= Claire Newell =

Canadian businesswoman

Claire Newell is a Canadian travel expert, media personality, author, journalist & founder and president of Travel Best Bets (1993) which has more than 650 agents. She is one of the most well-known and respected travel experts in Canada & beyond.

For the past 33 years she has appeared as a regular contributor on Global TV BC (5 times/week), CKNW Radio (3 times/week), and is a weekly guest on Global TVs national The Morning Show. Claire has been a guest multiple times on Today, Fox & Friends, Good Day New York, ABC Morning News – Chicago, and CNN Radio.

She has been a spokesperson for Scenic (cruise line), Disney, Hilton Hotels & Resorts, Vancouver International Airport, Conrad Hotels & Resorts, Dukoral for Valneva, Bridgestone Tires, CHASE Sapphire Preferred Card, and TD Bank. She has been featured in ads and promotions for Visit Las Vegas, Visit Laguna Beach, Visit Anaheim, Vancouver International Airport, Hong Kong Tourism Board, BC Ferries, Canadian Tourism College, and the Canadian Tourism Commission.
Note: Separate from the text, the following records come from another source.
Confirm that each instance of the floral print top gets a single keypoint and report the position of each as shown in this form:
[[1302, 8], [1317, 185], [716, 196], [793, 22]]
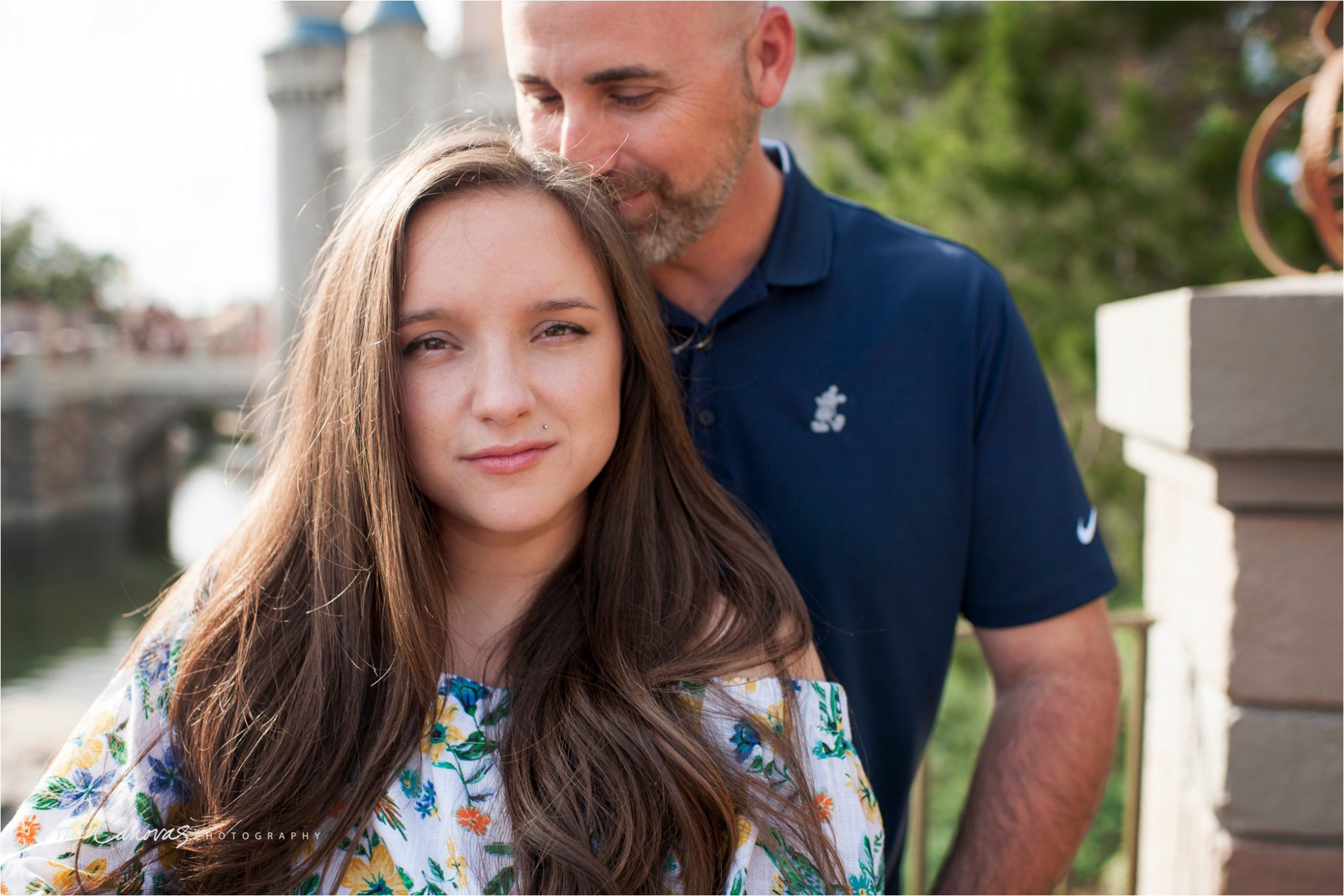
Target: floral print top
[[441, 828]]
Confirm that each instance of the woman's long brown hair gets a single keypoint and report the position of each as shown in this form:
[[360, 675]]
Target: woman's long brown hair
[[304, 685]]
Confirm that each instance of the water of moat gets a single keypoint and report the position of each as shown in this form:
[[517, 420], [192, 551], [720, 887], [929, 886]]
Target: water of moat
[[69, 590]]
Claire is an author of Travel Best Bets - An Insider's Guide to Taking Your Best Trip, Ever. She has also authored or been featured in articles for SUCCESS, Professional Woman, Today's Parent, Reader's Digest and for various newspapers. She was a co-host for the travel series Operation: Vacation which aired in the US Logo TV, Canada T+E and affiliate stations internationally.

Claire is a regular speaker at travel events in the U.S. and Canada. Having visited over 80+ countries, with many more on her bucket list, Claire provides her audience with helpful tips and deals.

Claire lives in Vancouver, British Columbia, with her husband and 2 children.